No, not Ubaldo Jimenez. Justin Masterson would be a lot better for a variety of different reasons.
Before you ask, there's a good chance that Masterson will be available this winter even though the Indians just hired an old friend of his to manage the team in Terry Francona. The Indians badly need to rebuild, and Masterson could be their top trade chip.
Back in September, Ken Rosenthal of FoxSports.com wrote that the Indians were "certain" to entertain offers for Masterson, who is one of only a couple players the Indians could use to get good young prospects in a trade.
The Dodgers don't have many of those, but the young prospects they do have should be considered expendable so long as the Dodgers are in both "win now" and "spend to win now" modes.
In this case, a trade for Masterson would probably require the Dodgers to part with top pitching prospect Zach Lee. That's something they were highly averse to doing when they were shopping around for a starter at the trade deadline.
If there's a guy who's worth Lee, however, it's Masterson. He's young, he features tremendous stuff and he doesn't hit free agency until 2015.
He's also a perfect fit for the National League. He made this abundantly clear when he compiled a 0.90 ERA and a .489 opponents' OPS in four interleague starts in 2012.
If the Dodgers would rather forego the trade market and focus on free agents as a means of patching up their rotation, two guys should be at the top of their wish list.
Assuming the White Sox follow through on that plan, Peavy will automatically become the second-best starting pitcher on a relatively thin free-agent market. He ended a string of injury-plagued seasons with a strong showing in 2012, and the Cy Young award he won with the Padres back in 2007 will surely help him maximize his value on the open market.
Heyman noted in his report that Peavy wouldn't mind a return to the West Coast, and he later wrote that it's not hard to imagine the Dodgers making a play for him.
I agree. Peavy would make for a nice No. 2 in LA's starting rotation behind Clayton Kershaw, and he'd be returning to a division that he knows well from his time with the Padres. He also owns a 3.08 ERA in 12 career starts at Dodger Stadium.
There's not a doubt in my mind that the Dodgers will make a run at Peavy this offseason...But only if a certain other starting pitcher signs elsewhere.
I think we all know who's at the top of Ned Colletti's wish list.
Former AL Cy Young winner Zack Greinke is a free agent for the first time in his career, and everyone and their uncle is expecting him to make a killing this winter.
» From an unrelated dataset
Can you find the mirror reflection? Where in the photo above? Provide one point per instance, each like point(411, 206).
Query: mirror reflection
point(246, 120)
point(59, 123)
And for good reason. Greinke logged over 200 innings for the fourth time in the last five seasons between his time with the Brewers and Angels in 2012, posting a solid 3.48 ERA in the process. According to FanGraphs, Greinke is tied for third among all major league starting pitchers with a FIP (Fielding Independent Pitching) of 2.93 since the 2009 season.
There's a train of thought out there that Greinke may be too expensive for the Dodgers after they took on $250 million in payroll in their blockbuster deal with the Boston Red Sox in August, but I think Jon Heyman said it best when he wrote that the Dodgers "are a threat to get anyone good" these days. This year, Greinke is as good as it gets on the pitching market.
The Dodgers will have to out-bid some heavy hitters in order to sign Greinke. The Angels will surely try to re-sign him, and Alden Gonzalez of MLB.com is of the mind that the Rangers and Nationals will be in the mix as well.
Greinke's price tag will surely skyrocket over time, but that may actually be a scenario that favors the Dodgers. If their recent activity is any indication, their pockets go deeper than any other club's, and they're not afraid to reach into them if they see a player they want.